Life moves out of a red flare of dreams into a common light of common hours, until old age brings the red flare again.

(William Butler Yeats)

As we approach the festive holidays that are wholly sprayed with greens and reds, we accumulate mixed year-end sentiments grown from varied experiences within quarantined walls. What a year it has been. A slow but burning year that history will forever remember; a passive year for children who had less room to play; a lonely year for the elderly who had to be screened away from their families; and a chaotic year for disobedient and freedom-crying citizens, for race-plagued riots, political conflicts and persistent natural disasters.

However, we still have time to close this mind-boggling year with fire in our hearts, as red poinsettia does above a fireplace, by the bathtub window, or outside your front door to welcome those you may have not done so while the epidemic imprisoned us to self-contemplation.

During the weeks of October, bright, round, red bushes bloom around several parks across Japan. Kochia, or summer cypress is also grown as an ornamental plant and serves as a useful crop for livestock, spread over landscapes with its foliage transcending from green around the beginning of July to the end of September, greenish-red in early October, scarlet red in mid-October, to golden glow in late October. The fire bush is also called "hokigusa", in Japanese, which translates to "broom plant," as the stems were dried and made into brooms during the olden days.
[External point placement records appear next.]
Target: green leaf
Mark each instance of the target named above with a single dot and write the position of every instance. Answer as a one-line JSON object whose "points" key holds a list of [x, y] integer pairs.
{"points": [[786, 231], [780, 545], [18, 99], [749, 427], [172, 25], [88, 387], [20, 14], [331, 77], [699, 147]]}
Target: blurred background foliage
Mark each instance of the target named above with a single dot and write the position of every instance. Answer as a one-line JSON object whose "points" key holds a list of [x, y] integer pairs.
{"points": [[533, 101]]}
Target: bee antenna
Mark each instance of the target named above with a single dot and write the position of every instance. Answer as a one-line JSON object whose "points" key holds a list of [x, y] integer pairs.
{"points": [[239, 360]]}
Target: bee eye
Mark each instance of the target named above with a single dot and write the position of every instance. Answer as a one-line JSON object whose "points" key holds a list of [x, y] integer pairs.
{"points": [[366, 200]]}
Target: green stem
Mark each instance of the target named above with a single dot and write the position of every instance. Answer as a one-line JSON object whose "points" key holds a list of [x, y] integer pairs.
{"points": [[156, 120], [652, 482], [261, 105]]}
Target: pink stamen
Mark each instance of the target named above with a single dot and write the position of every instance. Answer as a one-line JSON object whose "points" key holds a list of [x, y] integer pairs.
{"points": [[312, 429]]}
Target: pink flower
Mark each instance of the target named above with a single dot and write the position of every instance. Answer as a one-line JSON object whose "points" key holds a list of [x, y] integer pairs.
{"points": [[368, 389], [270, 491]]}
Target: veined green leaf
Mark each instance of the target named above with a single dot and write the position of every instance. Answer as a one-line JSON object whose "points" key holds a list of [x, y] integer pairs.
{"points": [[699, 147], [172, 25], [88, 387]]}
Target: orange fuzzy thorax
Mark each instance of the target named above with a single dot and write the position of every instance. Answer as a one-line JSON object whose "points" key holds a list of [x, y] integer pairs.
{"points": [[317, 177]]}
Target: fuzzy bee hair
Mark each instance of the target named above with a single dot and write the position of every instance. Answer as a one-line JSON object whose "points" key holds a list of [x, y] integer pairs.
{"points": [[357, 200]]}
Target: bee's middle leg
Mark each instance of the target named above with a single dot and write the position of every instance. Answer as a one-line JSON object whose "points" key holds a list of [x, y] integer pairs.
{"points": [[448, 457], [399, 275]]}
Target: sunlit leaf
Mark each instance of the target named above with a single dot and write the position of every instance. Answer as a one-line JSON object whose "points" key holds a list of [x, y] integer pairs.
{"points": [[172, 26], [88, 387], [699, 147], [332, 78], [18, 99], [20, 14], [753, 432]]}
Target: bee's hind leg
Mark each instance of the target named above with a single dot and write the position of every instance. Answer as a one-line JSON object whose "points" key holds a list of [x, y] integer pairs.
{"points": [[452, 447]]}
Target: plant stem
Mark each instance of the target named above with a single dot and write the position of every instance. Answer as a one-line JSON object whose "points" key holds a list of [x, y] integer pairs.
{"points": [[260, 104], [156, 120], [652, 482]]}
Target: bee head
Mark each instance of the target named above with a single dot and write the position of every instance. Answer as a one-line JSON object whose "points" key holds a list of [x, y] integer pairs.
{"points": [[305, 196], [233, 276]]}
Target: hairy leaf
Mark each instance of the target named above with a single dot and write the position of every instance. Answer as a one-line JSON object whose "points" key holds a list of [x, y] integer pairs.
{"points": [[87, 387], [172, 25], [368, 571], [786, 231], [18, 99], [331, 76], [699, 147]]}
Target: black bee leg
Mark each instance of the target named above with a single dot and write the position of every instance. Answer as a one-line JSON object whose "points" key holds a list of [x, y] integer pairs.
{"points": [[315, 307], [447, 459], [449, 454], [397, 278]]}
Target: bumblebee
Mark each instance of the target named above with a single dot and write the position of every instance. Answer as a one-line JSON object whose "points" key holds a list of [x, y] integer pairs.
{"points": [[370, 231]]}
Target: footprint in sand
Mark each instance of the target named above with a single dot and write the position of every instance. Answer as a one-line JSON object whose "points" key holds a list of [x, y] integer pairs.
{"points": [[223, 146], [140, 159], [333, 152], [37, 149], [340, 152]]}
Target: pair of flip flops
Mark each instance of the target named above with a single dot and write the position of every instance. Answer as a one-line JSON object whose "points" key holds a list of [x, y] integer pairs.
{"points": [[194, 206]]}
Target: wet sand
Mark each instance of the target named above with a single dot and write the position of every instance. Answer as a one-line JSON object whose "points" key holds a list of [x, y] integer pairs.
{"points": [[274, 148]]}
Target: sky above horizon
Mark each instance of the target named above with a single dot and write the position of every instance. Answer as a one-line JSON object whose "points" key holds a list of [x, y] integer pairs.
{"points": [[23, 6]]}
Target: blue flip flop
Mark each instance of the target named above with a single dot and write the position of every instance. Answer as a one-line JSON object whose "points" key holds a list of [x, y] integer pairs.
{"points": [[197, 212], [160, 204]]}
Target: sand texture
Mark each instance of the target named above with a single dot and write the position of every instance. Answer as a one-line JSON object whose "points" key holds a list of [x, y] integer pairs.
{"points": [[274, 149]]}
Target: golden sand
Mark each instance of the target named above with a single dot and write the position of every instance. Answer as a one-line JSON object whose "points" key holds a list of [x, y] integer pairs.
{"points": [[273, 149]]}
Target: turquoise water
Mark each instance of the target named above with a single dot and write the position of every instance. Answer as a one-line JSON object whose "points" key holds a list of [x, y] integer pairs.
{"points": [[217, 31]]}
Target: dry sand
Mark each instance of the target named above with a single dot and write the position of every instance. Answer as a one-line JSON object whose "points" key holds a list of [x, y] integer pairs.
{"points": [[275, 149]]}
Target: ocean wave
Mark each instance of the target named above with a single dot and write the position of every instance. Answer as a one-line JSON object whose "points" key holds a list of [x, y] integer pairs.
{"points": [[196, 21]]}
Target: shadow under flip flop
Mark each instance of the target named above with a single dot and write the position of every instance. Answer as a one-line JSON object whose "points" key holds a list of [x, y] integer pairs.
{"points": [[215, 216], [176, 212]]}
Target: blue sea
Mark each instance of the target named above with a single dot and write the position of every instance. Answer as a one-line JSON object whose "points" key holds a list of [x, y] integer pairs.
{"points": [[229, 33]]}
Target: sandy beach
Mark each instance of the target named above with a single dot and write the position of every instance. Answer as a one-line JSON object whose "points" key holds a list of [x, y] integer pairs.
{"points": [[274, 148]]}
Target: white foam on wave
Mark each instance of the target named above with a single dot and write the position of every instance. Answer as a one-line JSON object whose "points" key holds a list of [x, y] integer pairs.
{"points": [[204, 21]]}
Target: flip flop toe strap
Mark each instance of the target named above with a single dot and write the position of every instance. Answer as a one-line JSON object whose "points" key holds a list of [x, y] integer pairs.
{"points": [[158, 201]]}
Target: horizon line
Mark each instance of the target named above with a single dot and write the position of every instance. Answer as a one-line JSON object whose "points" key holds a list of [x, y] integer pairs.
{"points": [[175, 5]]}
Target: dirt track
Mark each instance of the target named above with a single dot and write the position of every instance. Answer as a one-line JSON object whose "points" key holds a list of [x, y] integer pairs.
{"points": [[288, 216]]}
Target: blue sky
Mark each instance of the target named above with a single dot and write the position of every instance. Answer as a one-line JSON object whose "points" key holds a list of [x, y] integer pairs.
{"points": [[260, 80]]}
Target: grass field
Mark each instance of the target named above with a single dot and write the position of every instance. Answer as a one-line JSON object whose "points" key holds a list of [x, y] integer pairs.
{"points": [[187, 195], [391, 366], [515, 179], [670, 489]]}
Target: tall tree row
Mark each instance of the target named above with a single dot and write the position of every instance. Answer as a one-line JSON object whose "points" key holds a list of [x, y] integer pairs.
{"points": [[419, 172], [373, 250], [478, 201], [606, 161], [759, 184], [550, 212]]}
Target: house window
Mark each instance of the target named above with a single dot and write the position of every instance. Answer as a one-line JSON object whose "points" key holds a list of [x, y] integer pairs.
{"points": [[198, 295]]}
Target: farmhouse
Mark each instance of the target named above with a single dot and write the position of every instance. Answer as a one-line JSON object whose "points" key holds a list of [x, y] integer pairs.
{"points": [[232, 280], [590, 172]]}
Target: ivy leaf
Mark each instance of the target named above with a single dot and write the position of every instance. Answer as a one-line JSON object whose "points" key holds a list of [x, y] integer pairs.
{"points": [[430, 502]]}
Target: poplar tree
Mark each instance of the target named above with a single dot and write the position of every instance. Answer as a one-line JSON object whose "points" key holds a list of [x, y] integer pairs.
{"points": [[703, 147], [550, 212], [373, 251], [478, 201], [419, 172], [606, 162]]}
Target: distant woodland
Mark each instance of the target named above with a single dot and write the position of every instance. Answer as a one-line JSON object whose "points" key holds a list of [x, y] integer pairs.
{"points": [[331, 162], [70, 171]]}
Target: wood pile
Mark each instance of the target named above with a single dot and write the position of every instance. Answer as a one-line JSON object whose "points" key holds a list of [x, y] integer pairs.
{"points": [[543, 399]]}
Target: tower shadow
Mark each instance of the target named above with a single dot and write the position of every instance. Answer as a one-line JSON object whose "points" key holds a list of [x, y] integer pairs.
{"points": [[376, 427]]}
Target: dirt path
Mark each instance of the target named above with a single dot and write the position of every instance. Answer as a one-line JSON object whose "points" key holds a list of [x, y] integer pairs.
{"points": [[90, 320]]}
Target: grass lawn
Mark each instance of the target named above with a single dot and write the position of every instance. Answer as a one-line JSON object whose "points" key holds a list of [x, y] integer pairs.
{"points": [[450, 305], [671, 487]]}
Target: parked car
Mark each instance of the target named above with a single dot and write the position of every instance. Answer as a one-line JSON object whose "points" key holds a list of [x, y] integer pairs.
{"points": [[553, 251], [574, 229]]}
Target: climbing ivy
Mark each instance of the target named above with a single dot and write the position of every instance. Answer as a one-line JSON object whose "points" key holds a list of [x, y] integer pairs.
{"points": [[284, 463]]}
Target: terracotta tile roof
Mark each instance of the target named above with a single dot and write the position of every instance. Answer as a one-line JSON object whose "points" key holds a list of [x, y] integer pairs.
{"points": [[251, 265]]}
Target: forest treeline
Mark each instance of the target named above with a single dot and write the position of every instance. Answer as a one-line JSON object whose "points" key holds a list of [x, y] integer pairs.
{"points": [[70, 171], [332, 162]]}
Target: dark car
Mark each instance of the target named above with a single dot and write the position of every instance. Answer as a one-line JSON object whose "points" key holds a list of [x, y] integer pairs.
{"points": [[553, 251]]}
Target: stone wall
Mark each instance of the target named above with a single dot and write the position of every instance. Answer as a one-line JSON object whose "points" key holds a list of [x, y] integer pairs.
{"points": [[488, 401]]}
At the Hitachi Seaside Park in Ibaraki prefecture, an enormous flower park stretching about 1.9 hectares, more than 30,000 Kochia or burning bushes sprinkle on the Miharashi meadows atop a hill, where the slopes give you breathtaking views left and right. Before entering the meadows, you may be distressed by the long line of visitors, but the ascend to the red fields is absolutely worth it. The fluffy cotton ball-like shrubs file in rows up and down the slopes like rolling marbles. As you arrive at the peak of the hill, you can catch a spectacular glimpse of the seaside serving as a background against the colorful bed of Kochia and cosmos flowers.

During this period of the Coronavirus pandemic, one would imagine an absence of visitors to this park. On the contrary, perhaps, after more than nine months of unsettling sacrifice to stay indoors and refrain from travel and close personal interaction, the Japanese could no longer hold their reigns and have resorted to a revival of spirit, surrounding themselves, hence, once again, with abundant nature and beauty. The blanket of Kochia in gradating hues of green, red, and brown is an absolute charm that seems to mirror the prevalent transition from anxiety to relief that many have been grappling with for almost a year.

Aside from the Hitachi Seaside Park, the astonishing red Kochia blooms can also be enjoyed at Hakodateyama Kokia Park close to Lake Biwa in the Kansai area, with over 2,000 bushes. The Hirugano Picnic Garden in Gujo city, Gifu prefecture, known for its skiing resort Hirugano Kogen, also boasts of 10,000 shrubs. Finally, for those relentlessly captivated by the panorama of Mt. Fuji, the Oishi Park at the Kawaguchi Lake reveals an enchanting landscape of about 2,600 bushes right below the iconic volcano. Every year the Fujikawaguchiko Autumn Leaves Festival is held in November, and the Kochia shrubs are lit up from sunset to 10 p.m. There is also a Flower Road that parades rows of autumn flowers, accompanied by local specialty food and a jazz festival.

It has been said that people have flocked parks and gardens twofold since the strike of the epidemic, and this rediscovery of nature’s gift has ushered a deep source of inspiration and motivation to side with positive living.